CAN BIOETHICS GUIDE GOVERNANCE IN PUBLIC HEALTH EMERGENCIES? LESSONS FROM THE PANDEMIC
The role of scientific experts in making public policy has rarely been as controversial as it has been during the COVID-19 pandemic. From the first public health containment strategies to the development and rollout of the vaccines, governmental authorities have claimed to rely on the “science,” citing an array of scientists and physicians, most of whom were used to working in relative anonymity. Those experts—with Dr.

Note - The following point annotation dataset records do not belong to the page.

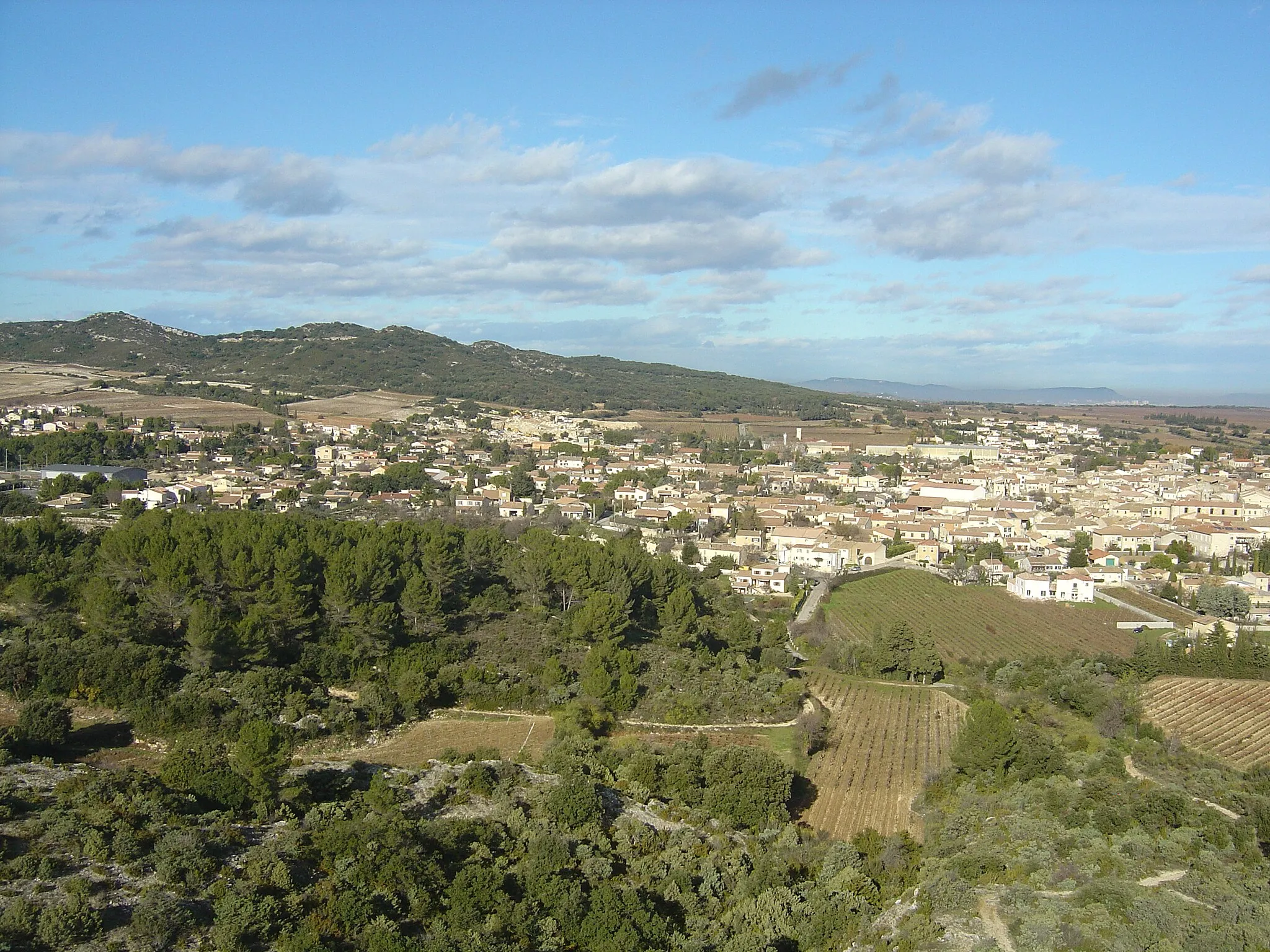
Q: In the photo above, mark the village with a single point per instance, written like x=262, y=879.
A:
x=1008, y=505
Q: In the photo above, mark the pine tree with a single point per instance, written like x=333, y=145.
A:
x=987, y=742
x=923, y=660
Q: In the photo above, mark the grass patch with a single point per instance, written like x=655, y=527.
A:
x=974, y=622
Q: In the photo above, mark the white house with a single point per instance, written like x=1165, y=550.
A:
x=1073, y=587
x=1030, y=586
x=760, y=578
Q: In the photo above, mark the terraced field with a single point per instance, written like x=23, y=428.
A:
x=974, y=622
x=1222, y=716
x=1156, y=606
x=517, y=738
x=884, y=742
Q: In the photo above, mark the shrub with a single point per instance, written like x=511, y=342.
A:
x=45, y=723
x=574, y=803
x=748, y=786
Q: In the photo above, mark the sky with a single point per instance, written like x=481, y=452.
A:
x=977, y=195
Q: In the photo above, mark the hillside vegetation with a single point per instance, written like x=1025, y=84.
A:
x=973, y=622
x=329, y=358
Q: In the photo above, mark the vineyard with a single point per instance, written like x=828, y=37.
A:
x=884, y=742
x=1221, y=716
x=516, y=738
x=974, y=622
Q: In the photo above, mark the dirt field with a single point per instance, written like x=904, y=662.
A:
x=35, y=382
x=516, y=738
x=363, y=408
x=1221, y=716
x=884, y=741
x=974, y=622
x=1156, y=606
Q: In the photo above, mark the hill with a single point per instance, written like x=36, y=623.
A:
x=973, y=621
x=326, y=359
x=1048, y=397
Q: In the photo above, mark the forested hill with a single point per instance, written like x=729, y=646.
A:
x=328, y=358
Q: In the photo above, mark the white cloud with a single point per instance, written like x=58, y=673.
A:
x=776, y=86
x=286, y=184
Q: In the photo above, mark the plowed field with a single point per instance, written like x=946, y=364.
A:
x=974, y=622
x=884, y=741
x=520, y=739
x=1222, y=716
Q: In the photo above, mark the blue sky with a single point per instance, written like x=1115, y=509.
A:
x=1024, y=195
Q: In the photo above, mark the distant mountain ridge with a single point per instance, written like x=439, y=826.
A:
x=324, y=359
x=968, y=395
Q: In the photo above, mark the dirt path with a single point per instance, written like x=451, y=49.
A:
x=1132, y=610
x=1132, y=770
x=991, y=915
x=628, y=723
x=1163, y=876
x=750, y=725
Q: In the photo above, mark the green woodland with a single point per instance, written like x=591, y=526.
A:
x=328, y=358
x=239, y=639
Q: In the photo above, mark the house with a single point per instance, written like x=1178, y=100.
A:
x=996, y=571
x=1073, y=587
x=630, y=493
x=651, y=513
x=865, y=553
x=151, y=498
x=929, y=551
x=788, y=536
x=1030, y=586
x=515, y=509
x=575, y=511
x=1099, y=557
x=1108, y=575
x=70, y=500
x=123, y=474
x=760, y=579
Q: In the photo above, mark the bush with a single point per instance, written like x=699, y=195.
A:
x=45, y=723
x=68, y=923
x=574, y=803
x=159, y=919
x=748, y=786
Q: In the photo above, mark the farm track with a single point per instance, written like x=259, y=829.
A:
x=972, y=621
x=1223, y=716
x=884, y=741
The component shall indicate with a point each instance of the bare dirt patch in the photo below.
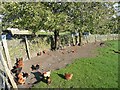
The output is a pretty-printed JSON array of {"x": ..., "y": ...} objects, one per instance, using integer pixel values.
[{"x": 54, "y": 60}]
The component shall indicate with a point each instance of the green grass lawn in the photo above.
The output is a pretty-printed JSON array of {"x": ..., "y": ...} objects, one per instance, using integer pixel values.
[{"x": 98, "y": 72}]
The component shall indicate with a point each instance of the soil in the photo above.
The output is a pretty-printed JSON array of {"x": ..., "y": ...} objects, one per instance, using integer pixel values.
[{"x": 54, "y": 60}]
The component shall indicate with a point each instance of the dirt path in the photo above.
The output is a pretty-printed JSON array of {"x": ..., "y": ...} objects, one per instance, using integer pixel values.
[{"x": 54, "y": 60}]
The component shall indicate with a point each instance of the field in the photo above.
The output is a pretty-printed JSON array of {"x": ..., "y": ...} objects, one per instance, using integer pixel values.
[{"x": 98, "y": 72}]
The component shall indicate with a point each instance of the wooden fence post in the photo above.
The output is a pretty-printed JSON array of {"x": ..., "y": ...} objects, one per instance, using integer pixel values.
[
  {"x": 27, "y": 48},
  {"x": 4, "y": 42},
  {"x": 14, "y": 85}
]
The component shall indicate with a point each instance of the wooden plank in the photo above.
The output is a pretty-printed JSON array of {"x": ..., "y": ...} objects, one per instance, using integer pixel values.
[
  {"x": 27, "y": 48},
  {"x": 14, "y": 85},
  {"x": 4, "y": 42}
]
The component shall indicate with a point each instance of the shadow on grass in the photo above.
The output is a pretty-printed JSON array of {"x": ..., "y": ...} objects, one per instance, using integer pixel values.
[
  {"x": 61, "y": 75},
  {"x": 39, "y": 77}
]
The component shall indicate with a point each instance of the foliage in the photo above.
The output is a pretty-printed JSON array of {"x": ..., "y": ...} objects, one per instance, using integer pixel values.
[
  {"x": 94, "y": 17},
  {"x": 98, "y": 72}
]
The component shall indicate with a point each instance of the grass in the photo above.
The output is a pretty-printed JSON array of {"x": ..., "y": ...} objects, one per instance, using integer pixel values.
[{"x": 98, "y": 72}]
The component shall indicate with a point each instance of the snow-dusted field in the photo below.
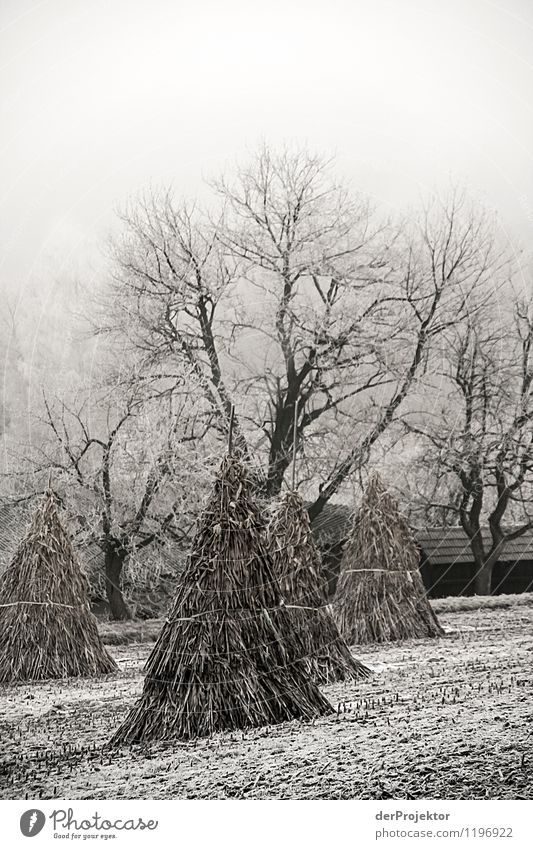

Anthony Fauci as the prime example—have been alternately praised and vilified in a public discourse driven more by politics than science.
This Article focuses on the pandemic-related work of bioethicists, another category of once-anonymous experts who were suddenly thrust into the public eye. In early 2020, with COVID-19 cases overwhelming health care systems around the world, a raging debate erupted about the triage of patients and the rationing of care and equipment. Bioethicists were often drawn into this debate, sometimes by making real-time policy recommendations, and in other cases by influencing policy through background work. Both their specific recommendations and their longstanding operating principles came under attack from interested advocates and the general media.
This Article tracks the role of bioethics in shaping, first, triage and care-rationing policies and, later, the allocation of initially scarce vaccines. These Authors conclude that, viewed from the perspective of early 2022, bioethics has had little practical impact on the public health response to the COVID-19 pandemic. Early rationing strategies drew heavily on bioethics, but the recommended strategies were rarely—if ever—used. When this bioethics influence was discovered by various public constituencies, the response was overwhelmingly negative—and correct, in these Authors’ view. During the early vaccine rollout, strategies (and results) were tied much more closely to local politics than any principles of bioethics. This Article’s ultimate argument is that policy decisions in public health emergencies should be political, in the sense of made by democratically accountable officials who consult experts only for basic medical information.